The dogfight for Brooklyn is back on.
Thomas Jefferson boys’ basketball coach Lawrence “Bud” Pollard and Dwayne “Tiny” Morton, the Abraham Lincoln headman, continued their battle for who is Brooklyn’s “big dog” after the Railsplitters’s 87–77 victory over the top-seeded Orange Wave in the Public School Athletic League Brooklyn borough final at York College on Feb. 14.
“I might be the big dog again,” Morton yelled to Pollard with 30 seconds to play. “I might be.”
The jab was a reference to Pollard’s proclamation he was “the new boss in town” after the Orange Wave upset his top-seeded Lincoln team in the Public School Athletic League Class AA semifinals two years ago.
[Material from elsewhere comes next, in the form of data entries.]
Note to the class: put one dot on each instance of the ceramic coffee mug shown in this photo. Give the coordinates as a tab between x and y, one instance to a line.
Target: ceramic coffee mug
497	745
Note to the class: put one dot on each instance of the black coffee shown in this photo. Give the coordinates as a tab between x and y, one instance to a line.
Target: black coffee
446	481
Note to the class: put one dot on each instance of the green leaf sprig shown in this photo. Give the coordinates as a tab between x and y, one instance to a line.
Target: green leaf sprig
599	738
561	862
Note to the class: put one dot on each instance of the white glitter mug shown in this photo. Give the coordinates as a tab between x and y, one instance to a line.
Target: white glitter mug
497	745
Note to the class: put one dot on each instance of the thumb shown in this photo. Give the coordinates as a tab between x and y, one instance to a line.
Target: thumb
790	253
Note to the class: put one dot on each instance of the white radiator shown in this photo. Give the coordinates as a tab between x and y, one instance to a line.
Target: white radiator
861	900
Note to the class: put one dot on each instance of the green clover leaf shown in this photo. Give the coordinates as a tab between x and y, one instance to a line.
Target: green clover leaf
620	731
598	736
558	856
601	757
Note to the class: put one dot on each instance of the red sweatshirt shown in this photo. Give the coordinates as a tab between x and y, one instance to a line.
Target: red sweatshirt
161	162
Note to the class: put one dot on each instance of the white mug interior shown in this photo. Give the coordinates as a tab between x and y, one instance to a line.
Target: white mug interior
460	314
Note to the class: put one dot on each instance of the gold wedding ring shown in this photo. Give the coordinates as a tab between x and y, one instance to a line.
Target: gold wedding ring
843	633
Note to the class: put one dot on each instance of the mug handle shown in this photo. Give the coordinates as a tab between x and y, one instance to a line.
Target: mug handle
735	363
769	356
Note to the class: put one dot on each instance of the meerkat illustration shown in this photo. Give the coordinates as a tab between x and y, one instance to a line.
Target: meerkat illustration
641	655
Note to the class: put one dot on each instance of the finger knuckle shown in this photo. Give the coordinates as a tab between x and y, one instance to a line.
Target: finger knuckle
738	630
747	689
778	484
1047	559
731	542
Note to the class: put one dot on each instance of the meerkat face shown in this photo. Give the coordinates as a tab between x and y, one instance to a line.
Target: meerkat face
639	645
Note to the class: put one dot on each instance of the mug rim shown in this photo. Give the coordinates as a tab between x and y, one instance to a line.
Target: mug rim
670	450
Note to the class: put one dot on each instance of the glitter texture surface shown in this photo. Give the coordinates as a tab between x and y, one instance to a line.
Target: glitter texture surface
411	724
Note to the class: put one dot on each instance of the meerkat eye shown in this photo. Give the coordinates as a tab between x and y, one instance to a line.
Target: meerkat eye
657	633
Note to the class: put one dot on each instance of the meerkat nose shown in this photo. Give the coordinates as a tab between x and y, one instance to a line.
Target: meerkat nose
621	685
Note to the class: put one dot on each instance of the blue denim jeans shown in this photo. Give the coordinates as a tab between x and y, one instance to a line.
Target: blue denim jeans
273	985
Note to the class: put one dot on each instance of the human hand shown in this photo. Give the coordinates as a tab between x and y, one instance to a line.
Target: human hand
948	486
Morton down-played his comments after winning the borough crown — it was just another well-timed barb in the city’s best boys’ basketball rivalry.
“I feel if Bud thinks he can talk to the media about me, I can do it back,” Morton said. “It’s nothing personal. It’s just jabs.”
Pollard claims he didn’t hear what Morton said from across the bench — others told him. He wasn’t surprised by the comments, joking that his counterpart has been waiting two years to say that.
“Today he is — he is the big dog,” Pollard said. “He’s been waiting to say that a long time. That goes to show you how much that loss hurt him a couple of years ago. Two years later he came back, he can’t sleep at night. It is what it is.”
Lincoln and Jefferson have been dueling for supremacy in Brooklyn and New York City after Boys & Girls won its third straight city title in 2012 against Jefferson. The Railsplitters beat the Orange Wave for the crown a year later at Madison Square Garden. Jefferson returned the favor by winning the next two postseason meetings — that included last year’s borough final with now-Orange Wave assistant coach and longtime Morton assistant Kenny Pretlow as the Railsplitters’ head man.
Things only heated up when Pollard chose to sit his stars Shamorie Ponds and Rasheem Dunn to rest them for the playoffs in the team’s season finale in Coney Island. Morton, who has beaten the Orange Wave twice this year in three contests, called it “kind of disrespectful” and said his players were happy to beat Jefferson at full strength.
“It’s a great win for coach,” said senior guard Cahiem Brown, who scored 30 points in the victory. “Everyone is on his back doubting him about everything. I feel he proved he is still the best coach out here in the PSAL.”
Pollard acknowledged this round went to Morton, but knows this year’s battle is far from over with the city playoffs set to begin.
“Today I guess he was the big dog,” Pollard said. “He won the chip, but there can only be one big dog — know what I’m saying?”